Yo estudié su rostro de anciana. No pensaba admitir que se había encargado ella de darme los pendientes. Ni él tampoco; eso ya lo sabía. No sabía qué decir; así que no dije nada.

– ¿Has robado la llave del joyero para cogerlos? -Catharina hablaba como si estuviera intentando convencerse a sí misma de lo que decía. Le temblaba la voz.

– No, señora.

Aunque sabía que sería todo mucho más fácil si dijera que los había robado, no quise decir una mentira que me afectaba personalmente.

– No me mientas. Todas las criadas roban. ¡Me robaste los pendientes!

– ¿No los tiene ahora, señora?

Catharina pareció confusa un instante, tanto por que me atreviera a preguntarle nada como por la pregunta en sí. Era obvio que no había comprobado en el joyero después de ver el cuadro. No tenía ni idea si habían desaparecido los pendientes o no. Pero no le gustaba que le preguntara nada.

– Cállate, ladrona. Te mandarán a la cárcel -susurró-, y pasarán años antes de que vuelvas a ver la luz del sol -volvió a hacer una mueca de dolor. Le pasaba algo.

– Pero, señora…

– Catharina, no debes ponerte así -me interrumpió él-. Van Ruijven se llevará el cuadro en cuanto esté seco y podrás olvidarte de él.

No quería que hablara. Parecía que nadie quería que hablara.

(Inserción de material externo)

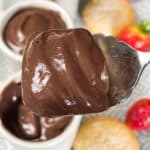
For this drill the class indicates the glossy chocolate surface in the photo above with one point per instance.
(23, 123)
(69, 72)
(28, 21)
(122, 64)
(64, 73)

Me pregunté para qué me habían hecho subir cuando les asustaba tanto lo que pudiera decir yo.

Podría decir, por ejemplo: «¿Qué me dice de su forma de mirarme durante todas las horas que posé para el cuadro?».

O podría decir: «¿Qué me dice de su madre y de su esposo, que se han confabulado a sus espaldas para engañarla?».

O podría decir sin más: «Su marido me ha acariciado, aquí, en esta habitación».

No sabían lo que podría llegar a decir.

Catharina no era estúpida. Sabía que el verdadero problema no eran los pendientes. Deseaba que así fuera, estaba tratando de que lo fuera, pero no lo pudo evitar. Se volvió hacia su esposo.

– ¿Por qué -le preguntó- no me has pintado nunca?

Cuando se miraron me sorprendió ver que ella era más alta que él y, en cierto modo, más firme.

– Tú y los niños no formáis parte de este mundo -respondió él-. Se supone que estáis fuera de él.

– ¿Y ella? -chilló Catharina, señalándome con la barbilla.

Él no respondió. Deseé que María Thins y Cornelia y yo estuviéramos en la cocina o en el Cuarto de la Crucifixión o fuera en el mercado. Era algo que debían discutir solos marido y mujer.

– ¡Y encima con mis pendientes!

Él se volvió a quedar callado, lo que irritó a Catharina aún más de lo que lo habían hecho sus palabras. Empezó a agitar la cabeza, de tal forma que los rizos rubios le revoloteaban alrededor de las orejas.

– ¡No voy a permitir esto en mi propia casa! -declaró-. ¡No voy a permitirlo!

Miró a su alrededor, fuera de sí. Cuando sus ojos se clavaron en la espátula, un escalofrío me recorrió el cuerpo. Di un paso adelante al mismo tiempo que ella avanzaba hasta el armario y la agarraba; entonces me detuve, incierta de lo que haría ella a continuación.